FDIC recommendations to mitigate risk include (1) providing clear and visible information to existing customers so that they are notified in advance of how a change from an overdraft limit sets them to a dynamic limit will affect, (2) disclosing overdraft limit changes in real time to consumers, and (3) explaining that the dynamic limit is set based on algorithms, or a set of rules, that weigh many variables and customer behaviors, how the limit (including frequency) may change, and how the limit may be suspended or reduced to zero when eligibility criteria are no longer met. (The CFPB has made overdraft practices a permanent object of criticism.)
- Re-submission of unpaid transactions. Reviewers identified consumer harm when banks charged multiple NSF fees for portraying unpaid transactions. Some account disclosures and agreements stated that an NSF check fee would be charged on a “per item” or “per transaction” basis. These terms were not clearly defined and the disclosures did not explain that the same transaction could result in multiple NSF charges if re-submitted. The FDIC says failure to disclose material information about practices and representation costs can be misleading and also potentially unfair and notes that it has required banks to provide additional restitution beyond what had been agreed to in the class action settlements.
FDIC recommendations to mitigate risk include (1) eliminating NSF fees and (2) refusing to charge more than one NSF fee for the same transaction, whether the item is represented or not.

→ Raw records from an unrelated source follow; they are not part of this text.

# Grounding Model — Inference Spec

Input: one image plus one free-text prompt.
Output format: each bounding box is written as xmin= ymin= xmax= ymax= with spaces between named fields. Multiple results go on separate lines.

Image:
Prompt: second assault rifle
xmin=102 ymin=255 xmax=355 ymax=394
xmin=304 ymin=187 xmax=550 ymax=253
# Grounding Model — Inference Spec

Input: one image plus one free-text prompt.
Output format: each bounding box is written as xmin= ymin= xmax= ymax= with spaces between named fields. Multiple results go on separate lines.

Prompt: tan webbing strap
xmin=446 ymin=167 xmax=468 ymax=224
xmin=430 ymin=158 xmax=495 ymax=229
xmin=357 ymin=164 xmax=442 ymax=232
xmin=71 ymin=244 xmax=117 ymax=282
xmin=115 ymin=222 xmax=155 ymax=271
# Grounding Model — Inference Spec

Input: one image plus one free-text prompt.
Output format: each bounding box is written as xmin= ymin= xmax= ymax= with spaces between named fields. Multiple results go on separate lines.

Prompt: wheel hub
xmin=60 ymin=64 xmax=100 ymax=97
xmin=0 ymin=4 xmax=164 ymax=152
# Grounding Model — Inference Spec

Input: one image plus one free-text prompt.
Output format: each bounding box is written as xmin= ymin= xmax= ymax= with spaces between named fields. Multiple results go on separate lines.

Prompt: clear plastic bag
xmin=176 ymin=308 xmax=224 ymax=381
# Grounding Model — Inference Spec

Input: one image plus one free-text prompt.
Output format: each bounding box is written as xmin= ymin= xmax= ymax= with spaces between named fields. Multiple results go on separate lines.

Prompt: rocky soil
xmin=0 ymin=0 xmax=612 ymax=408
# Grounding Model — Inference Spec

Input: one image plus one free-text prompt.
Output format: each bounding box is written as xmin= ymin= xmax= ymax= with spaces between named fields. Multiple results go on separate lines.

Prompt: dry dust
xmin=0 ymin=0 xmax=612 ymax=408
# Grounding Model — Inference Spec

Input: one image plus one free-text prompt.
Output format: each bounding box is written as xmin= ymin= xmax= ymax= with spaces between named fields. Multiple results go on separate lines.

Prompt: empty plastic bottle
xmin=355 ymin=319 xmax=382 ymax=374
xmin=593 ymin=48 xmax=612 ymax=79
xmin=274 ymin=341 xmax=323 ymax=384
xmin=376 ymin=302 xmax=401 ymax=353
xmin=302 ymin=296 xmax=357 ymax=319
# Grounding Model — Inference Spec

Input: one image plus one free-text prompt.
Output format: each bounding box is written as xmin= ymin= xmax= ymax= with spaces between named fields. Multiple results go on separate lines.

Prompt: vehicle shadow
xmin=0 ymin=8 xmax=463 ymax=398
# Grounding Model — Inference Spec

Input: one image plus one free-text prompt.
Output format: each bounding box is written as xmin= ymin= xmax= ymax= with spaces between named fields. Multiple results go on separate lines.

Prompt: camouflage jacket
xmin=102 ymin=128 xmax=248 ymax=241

- Fair loan. The following findings have been made in cases referred by the FDIC to the Department of Justice:
- A bank used to use the cohort default rate (CDR) to determine who could apply for private student loan debt consolidation and refinance loans. In general, CDR thresholds resulted in the disproportionate exclusion of individuals who attended historically black colleges and universities (HBCUs) from applying for credit, as some HBCUs had CDRs above the bank’s threshold. Although the bank’s use of CDR to determine school-specific eligibility requirements was a neutral policy, the policy had a disparate impact on the prohibited basis of race, as HBCU graduates were disproportionately black. .
- There was reason to believe that another bank had engaged in a pattern or practice of unlawful credit discrimination on the prohibited basis of race in redlining in certain markets in the bank’s lending areas . This conclusion was based on an assessment of HMDA data of the bank and lending activity in majority black census tracts and an analysis of the bank’s branches, marketing and outreach in those areas.
FDIC recommendations for mitigating risk include (1) reviewing any requirements or other criteria used to screen potential applicants to ensure there is no discriminatory impact, (2) understand the bank’s reasonably expected market area and the demographics of geographic areas within that area, and (3) assess the methods by which the bank obtains loan applications, including marketing or outreach efforts and branch locations.